Plaintiff challenges the trial court's findings that equal allocation of the cardroom regulation fee between the two cardrooms bore a fair or reasonable relationship to their respective governmental burdens or benefits. (Art. XIII C, § 1, subd. (e).) Plaintiff argues both that the trial court applied the wrong legal standard in making its decision, and that the trial court's decision is not supported by substantial evidence.
1. The Trial Court Individually Evaluated the Allocation
The trial court's extensive statement of decision demonstrates that it properly engaged in an individual evaluation of regulatory benefits and burdens. (Newhall County Water Dist. v. Castaic Lake Water Agency (2016) 243 Cal.App.4th 1430, 1443 ["Where charges for a government service or product are to be allocated among only four payors, the only rational method of evaluating their burdens on, or benefits received from, the governmental activity, is individually, payor by payor."].) In discussing each cardroom's burden on the regulatory program, the trial court found that although "M8trix had more transience in employees and thus more need for permitting," there was "also evidence that casino employees bounced back and forth between working at the two competing gaming companies." The court also found that "in some months and in some years there were more regulatory costs attributable to Bay 101 as opposed to M8trix," citing the year that plaintiff built a new casino complex and moved to the new location. The court also found that each cardroom benefited equally because the regulatory program allows each cardroom to earn profit by operating the same number of gaming tables without the threat of competition from additional cardrooms. We are satisfied that the trial court properly understood and conducted an individualized determination of each cardroom's burden on, and benefits from, the regulatory system.
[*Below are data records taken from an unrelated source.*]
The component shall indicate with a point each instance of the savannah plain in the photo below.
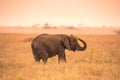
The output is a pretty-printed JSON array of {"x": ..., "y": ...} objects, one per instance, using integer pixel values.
[{"x": 100, "y": 61}]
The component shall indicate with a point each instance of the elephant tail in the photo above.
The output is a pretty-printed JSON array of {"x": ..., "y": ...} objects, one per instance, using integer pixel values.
[{"x": 34, "y": 53}]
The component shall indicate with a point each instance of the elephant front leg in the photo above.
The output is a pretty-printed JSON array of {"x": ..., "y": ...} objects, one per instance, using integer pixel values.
[{"x": 61, "y": 57}]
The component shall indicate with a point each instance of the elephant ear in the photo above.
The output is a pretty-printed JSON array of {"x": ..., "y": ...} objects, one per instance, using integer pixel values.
[{"x": 66, "y": 43}]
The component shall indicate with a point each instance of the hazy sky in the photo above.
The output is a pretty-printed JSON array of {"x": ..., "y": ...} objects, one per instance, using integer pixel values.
[{"x": 60, "y": 12}]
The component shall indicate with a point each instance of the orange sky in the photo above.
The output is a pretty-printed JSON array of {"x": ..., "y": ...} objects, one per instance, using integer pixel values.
[{"x": 60, "y": 12}]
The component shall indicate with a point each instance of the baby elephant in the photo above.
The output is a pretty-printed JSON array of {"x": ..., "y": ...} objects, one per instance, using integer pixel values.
[{"x": 46, "y": 46}]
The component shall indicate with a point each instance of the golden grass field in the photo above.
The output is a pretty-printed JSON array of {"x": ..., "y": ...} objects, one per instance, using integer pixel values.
[{"x": 100, "y": 61}]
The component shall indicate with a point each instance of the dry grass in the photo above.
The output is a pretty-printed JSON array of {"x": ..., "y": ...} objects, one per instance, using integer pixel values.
[{"x": 101, "y": 60}]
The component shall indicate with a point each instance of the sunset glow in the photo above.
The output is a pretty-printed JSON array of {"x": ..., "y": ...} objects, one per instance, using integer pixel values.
[{"x": 60, "y": 12}]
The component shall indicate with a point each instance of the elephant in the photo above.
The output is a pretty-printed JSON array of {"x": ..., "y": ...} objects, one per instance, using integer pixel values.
[{"x": 45, "y": 46}]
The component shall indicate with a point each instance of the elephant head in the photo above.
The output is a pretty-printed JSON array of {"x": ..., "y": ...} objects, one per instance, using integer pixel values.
[{"x": 71, "y": 43}]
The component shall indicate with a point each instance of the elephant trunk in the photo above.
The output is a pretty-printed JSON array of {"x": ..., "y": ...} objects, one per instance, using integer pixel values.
[{"x": 84, "y": 47}]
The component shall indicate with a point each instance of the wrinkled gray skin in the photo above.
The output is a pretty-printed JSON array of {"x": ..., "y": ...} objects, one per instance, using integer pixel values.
[{"x": 46, "y": 46}]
2. Substantial Evidence Supports the Trial Court's Equal Benefit Finding
Article XIII C, section 1, subdivision (e) requires that the manner in which "costs are allocated to a payor bear a fair or reasonable relationship to the payor's burdens on, or benefits received from, the governmental activity." Article XIII C thus allows a regulatory fee to be allocated based on either a payor's burdens on or the benefits received from government activity. We focus our analysis on whether substantial evidence supports the trial court's benefit finding. (Boyd, supra, 96 Cal.App.5th at p. 142.)
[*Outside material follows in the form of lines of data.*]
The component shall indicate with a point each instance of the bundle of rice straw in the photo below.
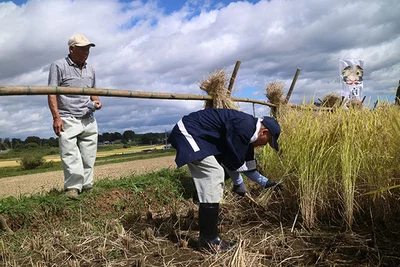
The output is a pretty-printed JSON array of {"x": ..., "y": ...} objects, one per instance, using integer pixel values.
[
  {"x": 354, "y": 104},
  {"x": 331, "y": 100},
  {"x": 274, "y": 92},
  {"x": 215, "y": 86}
]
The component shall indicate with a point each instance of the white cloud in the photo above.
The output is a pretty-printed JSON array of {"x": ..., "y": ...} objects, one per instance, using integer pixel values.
[{"x": 141, "y": 47}]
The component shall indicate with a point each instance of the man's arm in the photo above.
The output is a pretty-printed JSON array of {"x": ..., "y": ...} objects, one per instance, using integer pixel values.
[
  {"x": 96, "y": 100},
  {"x": 54, "y": 76}
]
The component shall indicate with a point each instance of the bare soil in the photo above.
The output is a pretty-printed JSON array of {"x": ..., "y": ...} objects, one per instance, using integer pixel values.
[{"x": 44, "y": 182}]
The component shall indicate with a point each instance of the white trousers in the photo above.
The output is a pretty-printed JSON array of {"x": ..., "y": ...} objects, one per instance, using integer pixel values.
[
  {"x": 208, "y": 176},
  {"x": 78, "y": 148}
]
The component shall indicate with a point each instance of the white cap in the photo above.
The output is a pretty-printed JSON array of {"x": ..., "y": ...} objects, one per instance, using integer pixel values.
[{"x": 79, "y": 40}]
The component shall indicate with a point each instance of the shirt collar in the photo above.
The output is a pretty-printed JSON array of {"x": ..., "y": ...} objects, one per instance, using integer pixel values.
[
  {"x": 255, "y": 135},
  {"x": 71, "y": 63}
]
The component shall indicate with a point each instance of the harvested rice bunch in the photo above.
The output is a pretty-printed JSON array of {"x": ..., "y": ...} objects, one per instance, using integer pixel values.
[
  {"x": 331, "y": 100},
  {"x": 215, "y": 86},
  {"x": 274, "y": 92}
]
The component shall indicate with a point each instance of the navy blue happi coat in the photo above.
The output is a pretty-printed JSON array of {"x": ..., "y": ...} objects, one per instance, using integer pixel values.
[{"x": 224, "y": 133}]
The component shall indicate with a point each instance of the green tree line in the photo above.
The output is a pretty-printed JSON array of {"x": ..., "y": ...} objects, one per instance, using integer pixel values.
[{"x": 127, "y": 137}]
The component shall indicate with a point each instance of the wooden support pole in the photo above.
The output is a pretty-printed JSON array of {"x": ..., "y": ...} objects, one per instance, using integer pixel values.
[
  {"x": 376, "y": 104},
  {"x": 233, "y": 77},
  {"x": 296, "y": 75},
  {"x": 57, "y": 90},
  {"x": 3, "y": 225}
]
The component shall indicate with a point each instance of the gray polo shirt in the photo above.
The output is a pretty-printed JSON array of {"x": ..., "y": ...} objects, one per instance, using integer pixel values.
[{"x": 66, "y": 73}]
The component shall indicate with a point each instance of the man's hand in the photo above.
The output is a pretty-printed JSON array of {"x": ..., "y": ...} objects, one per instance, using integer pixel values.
[
  {"x": 58, "y": 126},
  {"x": 240, "y": 189}
]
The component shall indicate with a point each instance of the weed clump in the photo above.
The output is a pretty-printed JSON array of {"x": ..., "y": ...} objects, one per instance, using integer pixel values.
[{"x": 31, "y": 161}]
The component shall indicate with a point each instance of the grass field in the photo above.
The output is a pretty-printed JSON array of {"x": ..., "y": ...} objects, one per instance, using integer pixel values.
[{"x": 100, "y": 154}]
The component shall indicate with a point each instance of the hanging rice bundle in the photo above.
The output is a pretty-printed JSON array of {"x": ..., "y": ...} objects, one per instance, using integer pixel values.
[
  {"x": 354, "y": 104},
  {"x": 215, "y": 86},
  {"x": 331, "y": 100},
  {"x": 274, "y": 92}
]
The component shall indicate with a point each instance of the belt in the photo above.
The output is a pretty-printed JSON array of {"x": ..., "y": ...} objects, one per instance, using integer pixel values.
[{"x": 86, "y": 116}]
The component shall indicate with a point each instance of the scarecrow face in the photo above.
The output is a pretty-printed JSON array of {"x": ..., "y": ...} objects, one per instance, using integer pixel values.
[{"x": 264, "y": 137}]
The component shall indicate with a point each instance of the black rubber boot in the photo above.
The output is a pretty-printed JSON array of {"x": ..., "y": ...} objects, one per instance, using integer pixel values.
[{"x": 208, "y": 220}]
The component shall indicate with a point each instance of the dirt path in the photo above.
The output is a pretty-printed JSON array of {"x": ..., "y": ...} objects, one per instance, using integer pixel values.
[{"x": 43, "y": 182}]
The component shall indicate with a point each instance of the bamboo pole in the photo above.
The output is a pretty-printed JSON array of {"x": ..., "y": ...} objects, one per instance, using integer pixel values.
[
  {"x": 3, "y": 225},
  {"x": 296, "y": 75},
  {"x": 57, "y": 90},
  {"x": 233, "y": 77}
]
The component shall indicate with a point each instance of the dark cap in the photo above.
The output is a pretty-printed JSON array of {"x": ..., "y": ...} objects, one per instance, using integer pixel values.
[{"x": 273, "y": 127}]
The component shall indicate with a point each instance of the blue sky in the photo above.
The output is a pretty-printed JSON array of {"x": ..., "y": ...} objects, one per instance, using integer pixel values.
[{"x": 171, "y": 46}]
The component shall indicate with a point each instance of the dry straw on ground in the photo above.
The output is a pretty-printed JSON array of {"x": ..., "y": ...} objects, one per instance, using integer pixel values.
[
  {"x": 331, "y": 100},
  {"x": 215, "y": 86}
]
Our Supreme Court interpreted identical allocation language from a different constitutional provision (about fees imposed by the state) in California Building Industry Assn. v. State Water Resources Control Bd. (2018) 4 Cal.5th 1032, 1048 &1050 (CBIA); see California Constitution, article XIII A, section 3, subdivision (d) ["The State bears the burden of proving by a preponderance of the evidence that a levy, charge, or other exaction is not a tax, that the amount is no more than necessary to cover the reasonable costs of the governmental activity, and that the manner in which those costs are allocated to a payor bear a fair or reasonable relationship to the payor's burdens on, or benefits received from, the governmental activity."].) The court noted that regulatory fees need not have a precise cost-fee ratio. (CBIA, at p. 1052.) Because regulatory fees are not easily correlated to specific, ascertainable costs, "an 'inherent component of reasonableness in this context is flexibility.'" (Ibid.) The CBIA court observed that so long as" 'there is a reasonable basis in the record for the manner in which the fee is allocated among those responsible for paying it,' a regulatory fee will not be deemed an unconstitutional tax." (Ibid.)
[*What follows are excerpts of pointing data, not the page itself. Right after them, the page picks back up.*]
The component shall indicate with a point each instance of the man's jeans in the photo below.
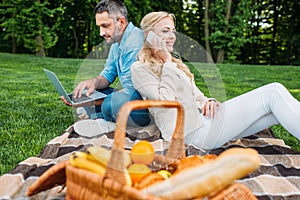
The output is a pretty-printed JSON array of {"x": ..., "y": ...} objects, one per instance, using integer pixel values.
[{"x": 112, "y": 104}]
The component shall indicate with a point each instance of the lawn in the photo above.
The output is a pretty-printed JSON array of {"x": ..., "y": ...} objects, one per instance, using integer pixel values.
[{"x": 32, "y": 113}]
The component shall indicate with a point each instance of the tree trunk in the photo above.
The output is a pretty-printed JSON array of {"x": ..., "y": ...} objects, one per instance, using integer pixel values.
[
  {"x": 274, "y": 33},
  {"x": 14, "y": 44},
  {"x": 221, "y": 52},
  {"x": 206, "y": 29},
  {"x": 40, "y": 51}
]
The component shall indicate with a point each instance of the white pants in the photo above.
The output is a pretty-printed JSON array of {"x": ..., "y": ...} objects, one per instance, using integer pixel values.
[{"x": 248, "y": 114}]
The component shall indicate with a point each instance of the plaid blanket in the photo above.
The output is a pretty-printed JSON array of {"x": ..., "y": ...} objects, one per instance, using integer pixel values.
[{"x": 277, "y": 178}]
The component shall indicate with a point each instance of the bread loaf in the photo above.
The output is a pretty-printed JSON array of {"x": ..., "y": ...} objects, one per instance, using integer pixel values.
[{"x": 199, "y": 181}]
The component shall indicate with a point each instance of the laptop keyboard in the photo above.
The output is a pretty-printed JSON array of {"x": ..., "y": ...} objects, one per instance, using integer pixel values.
[{"x": 82, "y": 98}]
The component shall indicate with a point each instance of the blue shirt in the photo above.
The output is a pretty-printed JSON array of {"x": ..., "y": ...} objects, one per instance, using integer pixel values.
[{"x": 122, "y": 55}]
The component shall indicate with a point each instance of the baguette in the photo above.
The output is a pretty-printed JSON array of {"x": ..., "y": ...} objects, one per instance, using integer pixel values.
[{"x": 199, "y": 181}]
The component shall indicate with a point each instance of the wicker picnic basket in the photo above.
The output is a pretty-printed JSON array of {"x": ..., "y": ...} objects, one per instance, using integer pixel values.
[{"x": 82, "y": 184}]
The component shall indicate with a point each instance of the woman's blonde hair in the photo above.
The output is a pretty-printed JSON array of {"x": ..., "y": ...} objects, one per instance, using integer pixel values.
[{"x": 147, "y": 54}]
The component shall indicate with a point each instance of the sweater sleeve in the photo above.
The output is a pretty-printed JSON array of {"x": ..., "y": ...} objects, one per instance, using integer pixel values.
[{"x": 153, "y": 87}]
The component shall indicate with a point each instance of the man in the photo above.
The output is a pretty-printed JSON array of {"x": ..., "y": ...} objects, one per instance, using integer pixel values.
[{"x": 126, "y": 40}]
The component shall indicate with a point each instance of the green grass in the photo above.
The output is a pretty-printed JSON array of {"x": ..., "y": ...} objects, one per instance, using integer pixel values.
[{"x": 32, "y": 113}]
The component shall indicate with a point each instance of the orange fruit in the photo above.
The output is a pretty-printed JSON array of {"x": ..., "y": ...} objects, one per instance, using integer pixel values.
[
  {"x": 137, "y": 171},
  {"x": 142, "y": 152}
]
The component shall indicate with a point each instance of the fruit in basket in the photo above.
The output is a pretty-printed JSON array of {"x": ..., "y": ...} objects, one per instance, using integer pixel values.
[
  {"x": 213, "y": 175},
  {"x": 137, "y": 171},
  {"x": 81, "y": 160},
  {"x": 142, "y": 152},
  {"x": 103, "y": 155},
  {"x": 164, "y": 173}
]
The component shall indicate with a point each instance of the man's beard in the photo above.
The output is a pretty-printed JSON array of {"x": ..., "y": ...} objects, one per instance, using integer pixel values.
[{"x": 116, "y": 37}]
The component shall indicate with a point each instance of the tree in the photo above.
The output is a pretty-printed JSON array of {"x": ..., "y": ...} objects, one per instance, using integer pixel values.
[
  {"x": 225, "y": 24},
  {"x": 25, "y": 25}
]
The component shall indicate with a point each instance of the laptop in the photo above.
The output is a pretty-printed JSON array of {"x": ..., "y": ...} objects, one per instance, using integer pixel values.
[{"x": 96, "y": 95}]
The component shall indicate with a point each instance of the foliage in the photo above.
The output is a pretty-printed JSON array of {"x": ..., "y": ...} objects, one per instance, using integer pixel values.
[
  {"x": 26, "y": 20},
  {"x": 255, "y": 31},
  {"x": 32, "y": 113}
]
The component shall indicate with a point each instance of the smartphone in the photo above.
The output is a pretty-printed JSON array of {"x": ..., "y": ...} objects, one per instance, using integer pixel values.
[{"x": 151, "y": 36}]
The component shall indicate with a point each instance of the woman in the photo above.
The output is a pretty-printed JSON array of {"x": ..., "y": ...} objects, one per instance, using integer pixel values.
[{"x": 208, "y": 123}]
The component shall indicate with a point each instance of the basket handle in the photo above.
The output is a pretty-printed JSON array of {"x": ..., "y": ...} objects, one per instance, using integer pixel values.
[{"x": 115, "y": 167}]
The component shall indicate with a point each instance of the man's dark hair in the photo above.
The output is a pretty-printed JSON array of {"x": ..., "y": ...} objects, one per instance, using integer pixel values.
[{"x": 114, "y": 8}]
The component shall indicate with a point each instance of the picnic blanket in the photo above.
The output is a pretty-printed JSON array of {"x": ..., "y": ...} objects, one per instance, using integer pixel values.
[{"x": 277, "y": 178}]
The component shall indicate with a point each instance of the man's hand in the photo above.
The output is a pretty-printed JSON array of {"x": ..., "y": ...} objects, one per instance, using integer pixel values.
[
  {"x": 89, "y": 85},
  {"x": 210, "y": 108},
  {"x": 91, "y": 103}
]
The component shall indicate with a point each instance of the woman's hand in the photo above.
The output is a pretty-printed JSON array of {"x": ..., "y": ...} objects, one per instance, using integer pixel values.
[{"x": 210, "y": 108}]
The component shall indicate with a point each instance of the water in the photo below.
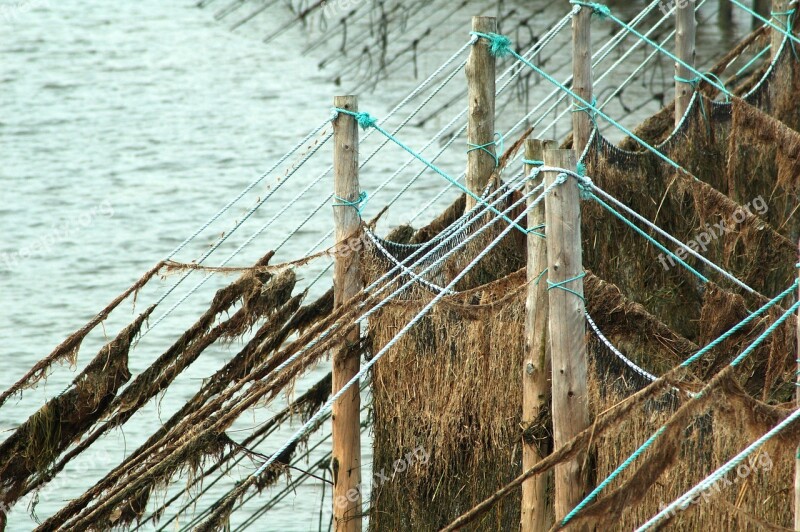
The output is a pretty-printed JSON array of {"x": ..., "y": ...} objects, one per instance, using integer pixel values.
[{"x": 124, "y": 126}]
The Supreme Court determined that the plaintiff in CBIA had forfeited the argument that the government bore the burden of proof in the trial court. (CBIA, supra, 4 Cal.5th at p. 1050.) But the "parties agree[d] that the fees must not exceed the reasonable costs of the permit program, must not be levied for unrelated revenue purposes, and must be allocated in a reasonable manner." (Ibid.)
Plaintiff provides no persuasive justification against interpreting Article XIII C consistently with the CBIA court's interpretation of Article XIII A. Defendants therefore bore the burden in the trial court to demonstrate a reasonable basis for the manner in which the cardroom regulation fee was allocated between the two cardrooms. Defendants had some measure of flexibility in making that allocation, and the cardroom regulation fee was not required to have a precise cost-fee ratio. We review for substantial evidence the trial court's decision that equal allocation of the cardroom regulation fee bore a fair or reasonable relationship to the benefits plaintiff received from the government activity. (Boyd, supra, 96 Cal.App.5th at p. 142.)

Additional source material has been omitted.